The Inequality Within the Top 1%

This article tells us how the share of income going to the top 1% is accomplished. It is due to a marriage between Wall Street and Corporate America. The top executives in corporate America receive most of their compensation in stock options. (This shift in compensation happened in the 1980's.) The value of the stock options grows by pleasing Wall Street. Pleasing Wall Street is very simple. They want to see revenue and profit growth. Corporations can do that by cutting costs and by purchasing other companies. Wall Street especially likes it when they can arrange the sale of one company to another. Wall Street also has an influence on CEO selection that is not well understood. Corporate boards, which also benefit from stock appreciation, hope that their selection of a new CEO will please Wall Street and boost the stock price.
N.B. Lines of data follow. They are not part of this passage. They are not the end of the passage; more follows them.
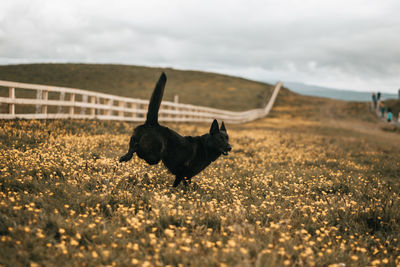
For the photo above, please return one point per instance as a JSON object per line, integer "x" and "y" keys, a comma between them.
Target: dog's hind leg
{"x": 129, "y": 155}
{"x": 178, "y": 180}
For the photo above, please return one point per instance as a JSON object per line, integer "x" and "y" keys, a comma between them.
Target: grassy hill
{"x": 316, "y": 183}
{"x": 193, "y": 87}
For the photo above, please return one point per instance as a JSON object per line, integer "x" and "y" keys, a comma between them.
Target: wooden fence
{"x": 50, "y": 102}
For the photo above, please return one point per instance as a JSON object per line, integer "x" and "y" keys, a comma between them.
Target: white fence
{"x": 62, "y": 103}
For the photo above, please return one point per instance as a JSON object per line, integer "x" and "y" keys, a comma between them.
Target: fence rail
{"x": 53, "y": 102}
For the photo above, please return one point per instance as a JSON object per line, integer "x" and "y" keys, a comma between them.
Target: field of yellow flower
{"x": 290, "y": 193}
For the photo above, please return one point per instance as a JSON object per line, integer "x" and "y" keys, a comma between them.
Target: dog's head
{"x": 219, "y": 138}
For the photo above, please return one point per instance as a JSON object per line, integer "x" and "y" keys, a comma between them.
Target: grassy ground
{"x": 306, "y": 186}
{"x": 193, "y": 87}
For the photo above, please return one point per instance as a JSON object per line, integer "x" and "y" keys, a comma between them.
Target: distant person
{"x": 374, "y": 100}
{"x": 382, "y": 108}
{"x": 390, "y": 115}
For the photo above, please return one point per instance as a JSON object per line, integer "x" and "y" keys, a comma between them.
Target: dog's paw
{"x": 124, "y": 158}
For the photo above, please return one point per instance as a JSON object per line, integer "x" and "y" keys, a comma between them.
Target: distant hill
{"x": 346, "y": 95}
{"x": 193, "y": 87}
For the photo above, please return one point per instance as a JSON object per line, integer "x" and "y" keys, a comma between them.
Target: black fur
{"x": 184, "y": 156}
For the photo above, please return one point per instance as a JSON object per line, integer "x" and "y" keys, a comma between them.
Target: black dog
{"x": 184, "y": 156}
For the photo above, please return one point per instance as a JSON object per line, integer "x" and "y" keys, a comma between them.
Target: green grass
{"x": 193, "y": 87}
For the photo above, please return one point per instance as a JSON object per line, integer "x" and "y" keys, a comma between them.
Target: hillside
{"x": 315, "y": 183}
{"x": 193, "y": 87}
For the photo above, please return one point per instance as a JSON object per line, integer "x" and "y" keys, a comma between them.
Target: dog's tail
{"x": 155, "y": 101}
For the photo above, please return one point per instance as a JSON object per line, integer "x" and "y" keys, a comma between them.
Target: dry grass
{"x": 292, "y": 192}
This article also points out that the income gap between those in lower regions of the top 1% and those at the very top is by far the widest inequality gap in America. Those at the top of the pile have also benefited from changes in tax policy. Taxes on gains from capital gains and dividends have been cut in addition to a reduction in the top marginal tax rate. Those at the bottom of the top 1% are in the same tax bracket as those at the top, and the tax rate for the top 1% is not much higher than it is for the middle class. That is why Warren Buffet complained that his secretary had a higher tax rate than he did. Most of his income comes from capital gains and dividends.

If we wanted to reduce income inequality in the US, the easiest way to do it would be to eliminate the use of stock options in executive compensation and to tax capital gains and dividends at the same rate as earned income. In other words, we need to eliminate the changes in policies that began in the Reagan era.